While details will evolve, DPPs for fashion products are expected to include:
- Material composition
- Country of manufacturing
- Supplier and process information (at defined levels)
- Care, repair, and durability guidance
- End-of-life instructions
- Chemical compositions and environmental impact
The key shift is from PDFs and internal files to structured, digital data.
Common mistakes brands should avoid
- Waiting for final technical standards
Regulation timelines are moving faster than many expect.
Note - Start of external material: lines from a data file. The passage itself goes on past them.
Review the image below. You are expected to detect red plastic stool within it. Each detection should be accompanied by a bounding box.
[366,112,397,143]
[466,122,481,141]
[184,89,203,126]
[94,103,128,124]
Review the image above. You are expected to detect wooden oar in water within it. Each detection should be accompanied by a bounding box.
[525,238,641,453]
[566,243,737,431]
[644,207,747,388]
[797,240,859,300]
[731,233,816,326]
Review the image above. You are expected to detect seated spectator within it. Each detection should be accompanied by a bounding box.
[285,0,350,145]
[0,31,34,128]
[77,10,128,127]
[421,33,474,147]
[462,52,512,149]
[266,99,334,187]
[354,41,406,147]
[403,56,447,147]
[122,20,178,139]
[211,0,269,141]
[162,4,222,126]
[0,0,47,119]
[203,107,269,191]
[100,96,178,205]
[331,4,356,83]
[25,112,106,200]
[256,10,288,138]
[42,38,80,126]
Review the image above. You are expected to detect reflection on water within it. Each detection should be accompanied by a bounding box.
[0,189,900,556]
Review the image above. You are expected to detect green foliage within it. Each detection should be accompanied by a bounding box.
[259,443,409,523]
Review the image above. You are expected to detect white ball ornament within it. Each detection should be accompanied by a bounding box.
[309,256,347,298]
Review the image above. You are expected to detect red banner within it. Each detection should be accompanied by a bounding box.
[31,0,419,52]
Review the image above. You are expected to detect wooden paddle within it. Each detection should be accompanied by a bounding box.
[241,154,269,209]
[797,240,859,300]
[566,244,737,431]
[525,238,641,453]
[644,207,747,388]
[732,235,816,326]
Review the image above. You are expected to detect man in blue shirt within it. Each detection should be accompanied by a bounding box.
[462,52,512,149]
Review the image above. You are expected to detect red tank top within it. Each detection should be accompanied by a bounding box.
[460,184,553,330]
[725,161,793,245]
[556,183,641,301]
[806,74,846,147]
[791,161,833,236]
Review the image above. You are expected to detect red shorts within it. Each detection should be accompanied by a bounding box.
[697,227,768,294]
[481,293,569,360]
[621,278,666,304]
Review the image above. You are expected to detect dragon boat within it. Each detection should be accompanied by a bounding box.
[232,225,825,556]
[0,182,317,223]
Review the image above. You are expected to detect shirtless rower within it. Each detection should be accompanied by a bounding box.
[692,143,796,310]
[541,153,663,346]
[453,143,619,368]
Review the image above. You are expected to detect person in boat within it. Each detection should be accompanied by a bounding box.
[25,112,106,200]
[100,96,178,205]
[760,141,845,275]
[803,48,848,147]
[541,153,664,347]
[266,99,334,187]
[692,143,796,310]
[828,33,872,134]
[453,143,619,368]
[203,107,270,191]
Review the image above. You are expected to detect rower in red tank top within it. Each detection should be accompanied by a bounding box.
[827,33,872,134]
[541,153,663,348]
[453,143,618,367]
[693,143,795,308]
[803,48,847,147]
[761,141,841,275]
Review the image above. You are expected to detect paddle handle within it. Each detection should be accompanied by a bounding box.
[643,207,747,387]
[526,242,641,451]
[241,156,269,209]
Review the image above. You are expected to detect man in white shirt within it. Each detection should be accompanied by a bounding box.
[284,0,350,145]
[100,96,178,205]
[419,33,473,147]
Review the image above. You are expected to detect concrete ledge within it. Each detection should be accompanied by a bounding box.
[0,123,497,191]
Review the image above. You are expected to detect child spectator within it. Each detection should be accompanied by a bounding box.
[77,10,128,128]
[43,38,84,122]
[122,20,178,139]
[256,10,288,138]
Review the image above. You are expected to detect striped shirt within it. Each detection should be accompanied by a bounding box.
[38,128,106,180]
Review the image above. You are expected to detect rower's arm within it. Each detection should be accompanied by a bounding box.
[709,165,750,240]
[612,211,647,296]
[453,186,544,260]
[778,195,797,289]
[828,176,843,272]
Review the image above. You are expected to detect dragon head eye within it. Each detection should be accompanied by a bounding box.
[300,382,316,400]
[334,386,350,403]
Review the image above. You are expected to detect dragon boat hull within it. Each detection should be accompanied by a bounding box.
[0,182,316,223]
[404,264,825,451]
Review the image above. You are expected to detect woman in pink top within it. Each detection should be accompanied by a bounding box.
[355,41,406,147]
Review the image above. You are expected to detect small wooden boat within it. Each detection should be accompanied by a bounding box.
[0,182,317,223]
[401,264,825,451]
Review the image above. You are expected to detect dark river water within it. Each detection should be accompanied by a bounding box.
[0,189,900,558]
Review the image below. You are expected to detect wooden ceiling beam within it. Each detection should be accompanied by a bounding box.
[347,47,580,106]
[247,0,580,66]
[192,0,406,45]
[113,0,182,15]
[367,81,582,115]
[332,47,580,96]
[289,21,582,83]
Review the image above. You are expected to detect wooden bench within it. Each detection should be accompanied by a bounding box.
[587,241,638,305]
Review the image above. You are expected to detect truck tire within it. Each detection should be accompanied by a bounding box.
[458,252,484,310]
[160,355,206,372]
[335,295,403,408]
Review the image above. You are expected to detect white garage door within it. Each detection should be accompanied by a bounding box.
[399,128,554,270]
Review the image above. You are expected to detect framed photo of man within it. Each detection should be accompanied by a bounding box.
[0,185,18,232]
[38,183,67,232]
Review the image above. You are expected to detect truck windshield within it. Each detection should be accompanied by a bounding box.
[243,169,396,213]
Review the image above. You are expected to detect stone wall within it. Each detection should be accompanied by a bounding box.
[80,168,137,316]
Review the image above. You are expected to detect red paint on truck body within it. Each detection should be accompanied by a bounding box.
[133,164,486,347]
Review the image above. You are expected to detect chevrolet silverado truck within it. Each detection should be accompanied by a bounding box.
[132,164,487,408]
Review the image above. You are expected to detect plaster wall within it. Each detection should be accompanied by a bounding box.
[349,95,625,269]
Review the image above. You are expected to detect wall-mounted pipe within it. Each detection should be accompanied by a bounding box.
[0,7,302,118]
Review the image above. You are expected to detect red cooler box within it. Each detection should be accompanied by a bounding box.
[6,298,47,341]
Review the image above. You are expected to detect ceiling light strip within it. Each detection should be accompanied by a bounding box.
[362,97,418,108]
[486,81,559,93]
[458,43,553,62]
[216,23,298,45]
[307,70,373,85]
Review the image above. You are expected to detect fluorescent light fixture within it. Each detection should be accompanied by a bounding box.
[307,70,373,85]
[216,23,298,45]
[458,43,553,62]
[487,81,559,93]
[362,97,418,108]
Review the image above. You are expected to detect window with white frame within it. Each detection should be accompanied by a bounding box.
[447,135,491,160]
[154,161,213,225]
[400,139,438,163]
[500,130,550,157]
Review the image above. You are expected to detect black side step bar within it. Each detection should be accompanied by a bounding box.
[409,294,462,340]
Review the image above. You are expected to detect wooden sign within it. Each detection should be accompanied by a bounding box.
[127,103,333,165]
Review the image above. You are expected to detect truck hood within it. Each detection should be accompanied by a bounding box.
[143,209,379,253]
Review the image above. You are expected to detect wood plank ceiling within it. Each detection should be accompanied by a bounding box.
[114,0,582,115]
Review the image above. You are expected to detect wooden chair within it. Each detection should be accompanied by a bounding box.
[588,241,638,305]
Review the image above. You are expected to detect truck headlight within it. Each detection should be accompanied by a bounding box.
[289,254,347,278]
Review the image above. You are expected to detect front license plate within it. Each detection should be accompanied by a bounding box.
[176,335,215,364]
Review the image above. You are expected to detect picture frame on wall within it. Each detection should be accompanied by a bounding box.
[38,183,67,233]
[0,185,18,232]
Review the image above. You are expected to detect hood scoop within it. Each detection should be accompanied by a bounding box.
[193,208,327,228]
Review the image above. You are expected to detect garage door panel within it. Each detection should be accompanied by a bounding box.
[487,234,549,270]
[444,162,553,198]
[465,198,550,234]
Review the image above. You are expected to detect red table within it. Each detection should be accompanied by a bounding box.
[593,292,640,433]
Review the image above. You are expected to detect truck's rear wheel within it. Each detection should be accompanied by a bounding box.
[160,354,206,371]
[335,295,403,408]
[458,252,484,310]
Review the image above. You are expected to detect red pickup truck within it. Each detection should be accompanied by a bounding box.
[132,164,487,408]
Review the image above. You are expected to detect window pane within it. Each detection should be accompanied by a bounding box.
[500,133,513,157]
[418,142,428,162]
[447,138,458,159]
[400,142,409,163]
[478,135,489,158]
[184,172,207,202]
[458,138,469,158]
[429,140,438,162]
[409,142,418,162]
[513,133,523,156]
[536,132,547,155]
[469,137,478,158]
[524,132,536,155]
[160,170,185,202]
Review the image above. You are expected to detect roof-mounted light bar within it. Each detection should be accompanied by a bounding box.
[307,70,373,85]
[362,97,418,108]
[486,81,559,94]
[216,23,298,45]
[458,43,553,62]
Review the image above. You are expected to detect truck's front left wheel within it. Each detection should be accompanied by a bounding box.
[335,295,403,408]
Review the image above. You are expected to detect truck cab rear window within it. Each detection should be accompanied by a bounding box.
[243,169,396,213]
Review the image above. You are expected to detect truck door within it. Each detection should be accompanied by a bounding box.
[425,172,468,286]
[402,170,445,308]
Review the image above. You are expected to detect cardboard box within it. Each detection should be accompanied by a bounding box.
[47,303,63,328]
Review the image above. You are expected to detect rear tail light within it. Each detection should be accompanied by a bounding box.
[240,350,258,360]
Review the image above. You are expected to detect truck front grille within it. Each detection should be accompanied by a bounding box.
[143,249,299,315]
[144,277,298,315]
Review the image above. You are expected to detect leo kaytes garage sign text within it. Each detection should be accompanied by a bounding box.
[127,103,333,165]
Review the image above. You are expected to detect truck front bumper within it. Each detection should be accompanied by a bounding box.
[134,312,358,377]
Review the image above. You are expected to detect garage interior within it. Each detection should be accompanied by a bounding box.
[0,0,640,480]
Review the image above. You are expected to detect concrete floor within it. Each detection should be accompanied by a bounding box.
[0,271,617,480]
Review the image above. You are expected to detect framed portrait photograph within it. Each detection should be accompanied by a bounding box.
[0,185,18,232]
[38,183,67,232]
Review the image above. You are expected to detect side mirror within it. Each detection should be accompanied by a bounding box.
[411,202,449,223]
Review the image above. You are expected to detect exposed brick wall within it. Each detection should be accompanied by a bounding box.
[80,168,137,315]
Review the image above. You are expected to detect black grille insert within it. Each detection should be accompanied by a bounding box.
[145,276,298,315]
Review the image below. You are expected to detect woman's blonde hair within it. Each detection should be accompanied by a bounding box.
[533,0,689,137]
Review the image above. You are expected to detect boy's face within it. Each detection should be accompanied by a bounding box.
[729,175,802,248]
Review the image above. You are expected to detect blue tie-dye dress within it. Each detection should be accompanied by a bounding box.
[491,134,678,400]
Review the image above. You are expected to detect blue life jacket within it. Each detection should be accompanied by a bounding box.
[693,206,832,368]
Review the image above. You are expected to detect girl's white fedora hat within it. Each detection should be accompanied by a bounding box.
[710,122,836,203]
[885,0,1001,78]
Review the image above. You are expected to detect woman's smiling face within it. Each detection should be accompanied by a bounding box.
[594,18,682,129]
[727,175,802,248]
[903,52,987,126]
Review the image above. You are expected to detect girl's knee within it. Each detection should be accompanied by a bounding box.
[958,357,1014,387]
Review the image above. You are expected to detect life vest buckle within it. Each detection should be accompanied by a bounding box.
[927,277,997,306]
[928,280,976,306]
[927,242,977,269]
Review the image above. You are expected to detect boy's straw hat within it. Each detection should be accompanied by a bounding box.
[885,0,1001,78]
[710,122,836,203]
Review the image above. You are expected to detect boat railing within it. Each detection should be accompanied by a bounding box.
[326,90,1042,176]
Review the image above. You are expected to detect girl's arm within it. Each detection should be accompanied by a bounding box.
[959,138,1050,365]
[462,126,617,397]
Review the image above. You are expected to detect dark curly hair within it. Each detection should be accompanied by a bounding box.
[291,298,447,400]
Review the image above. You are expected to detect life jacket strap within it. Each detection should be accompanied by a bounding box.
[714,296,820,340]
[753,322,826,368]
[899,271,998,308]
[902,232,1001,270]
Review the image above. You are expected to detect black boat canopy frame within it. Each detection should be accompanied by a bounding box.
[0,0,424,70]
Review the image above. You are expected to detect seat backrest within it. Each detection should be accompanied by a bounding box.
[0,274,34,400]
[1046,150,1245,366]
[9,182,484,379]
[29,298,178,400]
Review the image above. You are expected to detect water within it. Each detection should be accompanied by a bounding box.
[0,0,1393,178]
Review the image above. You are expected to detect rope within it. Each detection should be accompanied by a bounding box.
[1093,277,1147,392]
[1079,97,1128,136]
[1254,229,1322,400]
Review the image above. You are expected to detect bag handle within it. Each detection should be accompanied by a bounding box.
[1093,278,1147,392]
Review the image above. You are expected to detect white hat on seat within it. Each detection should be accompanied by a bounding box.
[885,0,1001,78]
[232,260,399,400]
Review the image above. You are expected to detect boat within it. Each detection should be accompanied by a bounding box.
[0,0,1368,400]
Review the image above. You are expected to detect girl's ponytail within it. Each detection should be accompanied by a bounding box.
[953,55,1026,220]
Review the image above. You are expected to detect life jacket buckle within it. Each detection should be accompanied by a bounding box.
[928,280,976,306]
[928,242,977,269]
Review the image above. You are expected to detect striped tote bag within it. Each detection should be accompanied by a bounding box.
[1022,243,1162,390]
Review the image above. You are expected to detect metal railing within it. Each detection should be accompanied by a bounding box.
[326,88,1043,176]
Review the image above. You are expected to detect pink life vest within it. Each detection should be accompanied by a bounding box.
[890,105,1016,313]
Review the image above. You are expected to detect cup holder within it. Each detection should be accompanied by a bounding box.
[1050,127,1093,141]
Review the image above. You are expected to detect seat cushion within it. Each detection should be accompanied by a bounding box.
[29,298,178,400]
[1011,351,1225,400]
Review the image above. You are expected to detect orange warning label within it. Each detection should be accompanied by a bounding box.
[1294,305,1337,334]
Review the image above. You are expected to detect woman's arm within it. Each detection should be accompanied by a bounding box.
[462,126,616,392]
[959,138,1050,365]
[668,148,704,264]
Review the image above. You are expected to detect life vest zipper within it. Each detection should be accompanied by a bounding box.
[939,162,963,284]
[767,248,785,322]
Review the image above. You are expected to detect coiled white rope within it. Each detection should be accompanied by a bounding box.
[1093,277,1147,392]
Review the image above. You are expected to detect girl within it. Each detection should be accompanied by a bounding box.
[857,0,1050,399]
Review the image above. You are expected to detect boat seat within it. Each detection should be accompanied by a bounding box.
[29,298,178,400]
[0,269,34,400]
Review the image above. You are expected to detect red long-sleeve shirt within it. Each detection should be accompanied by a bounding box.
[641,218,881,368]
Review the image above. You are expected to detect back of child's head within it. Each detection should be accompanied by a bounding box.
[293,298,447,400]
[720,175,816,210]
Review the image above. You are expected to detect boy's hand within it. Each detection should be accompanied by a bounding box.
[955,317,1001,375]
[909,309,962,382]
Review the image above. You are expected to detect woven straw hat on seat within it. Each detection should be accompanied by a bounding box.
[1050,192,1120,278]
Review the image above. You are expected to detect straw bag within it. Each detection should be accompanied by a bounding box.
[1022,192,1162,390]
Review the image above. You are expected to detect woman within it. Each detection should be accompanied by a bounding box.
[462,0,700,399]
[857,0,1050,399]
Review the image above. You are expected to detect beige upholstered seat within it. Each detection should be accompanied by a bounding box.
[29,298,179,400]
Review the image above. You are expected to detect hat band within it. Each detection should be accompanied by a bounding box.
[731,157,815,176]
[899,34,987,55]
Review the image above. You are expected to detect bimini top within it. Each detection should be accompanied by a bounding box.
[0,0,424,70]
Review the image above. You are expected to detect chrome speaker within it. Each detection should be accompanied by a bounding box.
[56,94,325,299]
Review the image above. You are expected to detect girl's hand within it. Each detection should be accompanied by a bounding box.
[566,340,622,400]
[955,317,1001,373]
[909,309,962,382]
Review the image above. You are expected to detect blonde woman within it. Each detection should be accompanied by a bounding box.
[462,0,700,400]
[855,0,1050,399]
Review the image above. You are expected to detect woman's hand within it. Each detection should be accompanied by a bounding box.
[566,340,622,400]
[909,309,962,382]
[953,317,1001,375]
Preparation should start now. - Treating DPP as an IT-only project
DPP requires collaboration across design, sourcing, compliance, and communication teams. - Collecting data without validation
Incorrect or inconsistent data can create more risk than missing data. - Seeing compliance as a burden, not a system
Well-structured product data reduces friction across reporting, claims, and partner requests.
How Renoon supports brands navigating DPP
At Renoon, we help brands turn regulatory complexity into clarity.
Our platform enables you to:
- Structure and centralize product data
- Align product-level information with regulatory requirements
- Ensure consistency across digital touchpoints
- Prepare for Digital Product Passport implementation without technical overload
We don’t just focus on compliance, we focus on making data useful, usable, and credible for everyone involved.
What you can do next
If you are asking yourself:
- Which regulations apply to my products?
- What data do I need to collect first?
- How do I avoid future compliance risks?
You are already on the right path.
Book a demo with Renoon to explore how Digital Product Passports can be implemented in a clear, structured, and future-ready way.
Looking ahead
The Digital Product Passport represents a collective shift toward: clearer information, better products, and stronger trust between brands, regulators, and consumers.
While regulation can feel complex, it also creates a shared language and a level playing field. By preparing early and focusing on reliable product data, we can move forward with confidence.
The future of fashion is not about more promises: it’s about better information. And together, we can build it.